At 49 writers, we aim to cover all genres, promoting inclusion rather than exclusion. That being said, tiptoeing around perceived hierarchies and prejudices serves only to prolong them. Writers, have you found yourselves stammering an almost-apology for writing “only” in a certain genre? If you write in one genre but aspire to another, is that evidence the hierarchy is alive and well? Are some genres harder to write? More challenging to read? Will we – or should we – ever stamp out the notion that some kinds of writing are better – or harder – than others?

4 thoughts on “A hierarchy of genres?”

  1. For me, the difference between an essay and a full-length nonfiction book is largely a matter of focus. Is the topic interesting (and yielding) enough to keep my attention for several years? Structurally, transitioning from essay to “full-length” (the bias even creeps into this hyphenated phrase) nonfiction is not a problem: the essay paragraph functions like and looks similar to the book chapter. (I don’t know if the same holds for the dynamic between short story and novel.)

    As a writer of not “just” (see, again: I really have to watch myself) nonfiction but of “narrative nonfiction,” I am borrowing narrative / stylistic techniques from fiction — as such, creative nonfiction really is a hybrid genre. (And sometimes I can’t help thinking that our lot is the harder one. We have to stick to “the facts,” while fictionistas can always “make up stuff.” (I know this is oversimplification, as much fiction is also thoroughly researched and some nonfiction, some of the best, actually, very short on “hard facts.”)

    I think the genre you preferentially work in is mostly a reflection of your artistic temperament / interests and as such helps with your self-definition as a writer. You can expand within that genre — by experimenting — or by branching out into another.

  2. Certainly much of the dialogue and decision-making reflects temperment and interests, but I suspect there are value judgments as well. I know smart, avid readers who deplore fiction. Why waste your time reading (or writing, by implication) something that’s not true, they reason.

    I also suspect some of us write other stuff as we make our way to our preferred genres, mostly out of necessity but sometimes because we’re scrambling to find where we fit.

    I do think nonfiction is more practical because you can pitch a proposal instead of a finished project. Beginning novelists – and sometimes even the well-pubbed – have to fumble around with whole books at a time, with no guarantee of a contract.

  3. Deb,

    My understanding was that novelists, too, can get away with pitching sample chapters and outlines of the rest of the chapters in a proposal? (Which may change significantly in the final form.)

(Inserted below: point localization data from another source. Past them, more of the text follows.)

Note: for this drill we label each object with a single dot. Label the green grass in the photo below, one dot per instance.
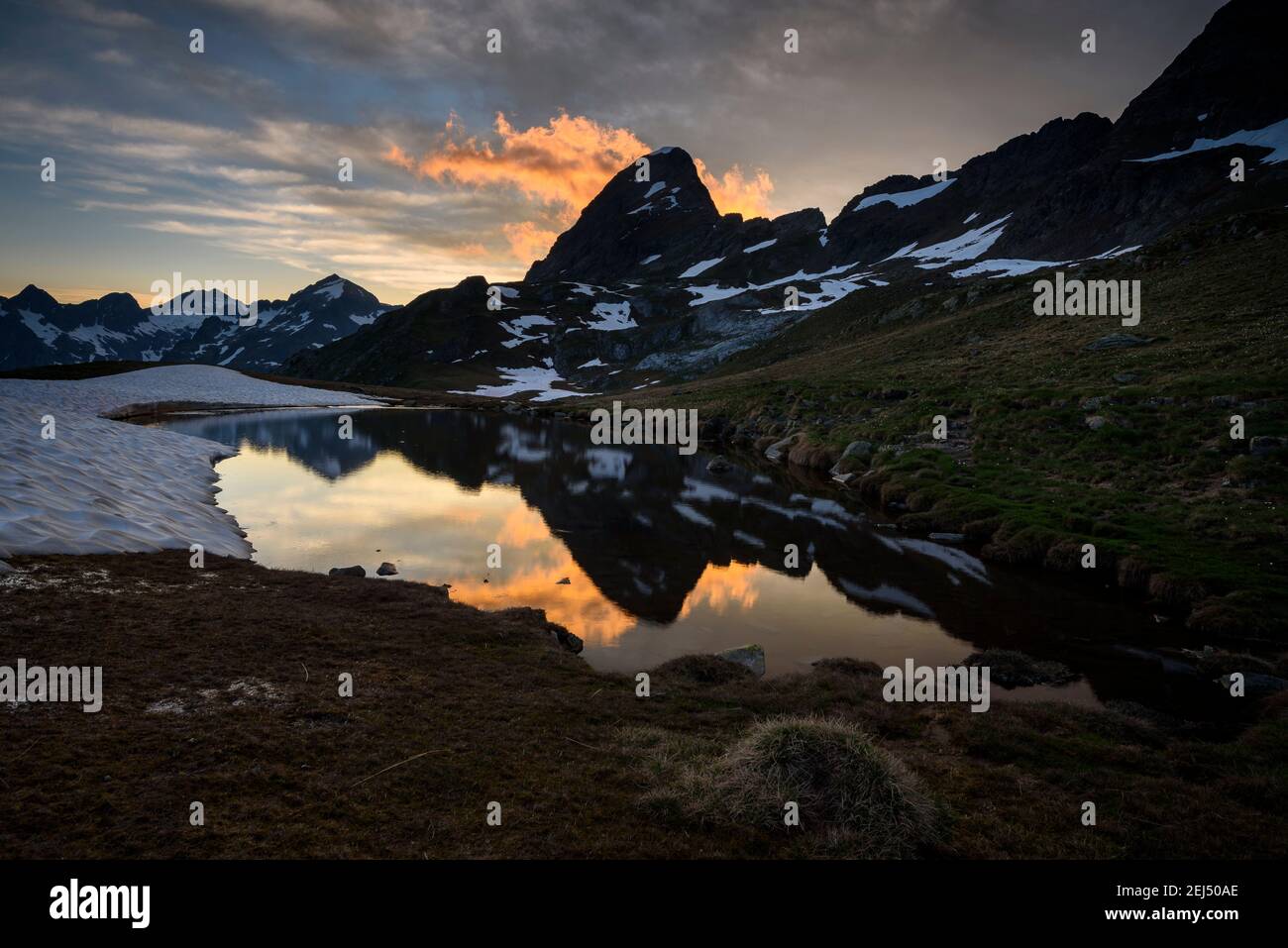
(1162, 483)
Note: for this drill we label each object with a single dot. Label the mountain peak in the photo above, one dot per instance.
(643, 210)
(35, 299)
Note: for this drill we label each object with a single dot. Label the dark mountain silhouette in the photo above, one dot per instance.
(652, 281)
(35, 329)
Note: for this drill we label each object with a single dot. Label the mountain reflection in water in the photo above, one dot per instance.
(664, 557)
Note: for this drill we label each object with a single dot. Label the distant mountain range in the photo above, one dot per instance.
(35, 329)
(653, 281)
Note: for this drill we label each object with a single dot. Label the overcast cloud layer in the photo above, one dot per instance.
(224, 163)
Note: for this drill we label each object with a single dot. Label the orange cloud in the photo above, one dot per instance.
(561, 165)
(735, 193)
(527, 240)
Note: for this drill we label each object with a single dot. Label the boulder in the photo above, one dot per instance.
(751, 657)
(1117, 340)
(777, 453)
(1266, 445)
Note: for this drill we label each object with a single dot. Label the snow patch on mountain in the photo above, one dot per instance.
(523, 380)
(700, 266)
(1273, 137)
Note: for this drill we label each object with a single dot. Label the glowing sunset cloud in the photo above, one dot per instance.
(561, 166)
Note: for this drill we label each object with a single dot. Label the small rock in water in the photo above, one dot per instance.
(1256, 685)
(751, 657)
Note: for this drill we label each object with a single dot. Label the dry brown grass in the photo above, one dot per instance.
(220, 685)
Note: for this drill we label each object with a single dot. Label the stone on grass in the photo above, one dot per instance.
(751, 657)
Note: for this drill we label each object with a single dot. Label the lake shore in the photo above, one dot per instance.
(222, 685)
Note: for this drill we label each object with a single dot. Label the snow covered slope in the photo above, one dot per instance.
(102, 485)
(38, 330)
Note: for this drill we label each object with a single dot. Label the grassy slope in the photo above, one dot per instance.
(1162, 481)
(572, 755)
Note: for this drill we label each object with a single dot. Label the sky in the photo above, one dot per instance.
(226, 163)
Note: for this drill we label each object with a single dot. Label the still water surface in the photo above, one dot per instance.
(662, 557)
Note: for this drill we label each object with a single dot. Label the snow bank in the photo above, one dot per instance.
(1273, 137)
(103, 485)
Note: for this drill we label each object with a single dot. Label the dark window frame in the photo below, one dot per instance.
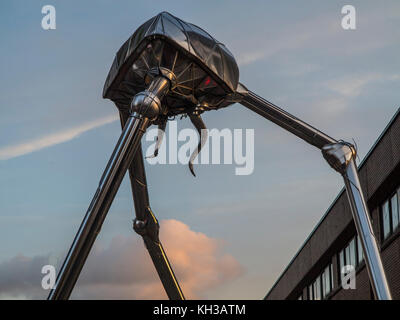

    I find the comment about “truth” rather hackneyed: the truth to be found in fiction is of a different kind. I read fiction voraciously, in part to distract myself from my own kind of writing, but also to learn some new tricks. (Among other reasons.)

  4. Some novelists can pitch a partial. Sometimes. But I have good friends, much better pubbed than I, earning hefty advances, whose editors make them finish even optioned books before offering contracts. Some even have to rewrite on spec. Especially in this market.

    Yesterday agent Nathan Bransford’s blog consisted of a one-word post: NO. Which answered the question posed in the post title: Can an unpublished novelist submit an unfinished manuscript?

    Different answer if the question assumes an unpublished writer with a nonfiction proposal, though with nonfiction the question of the writer’s expertise (in the subject) enters in. The lucky fiction writer just has to be an expert at making things up.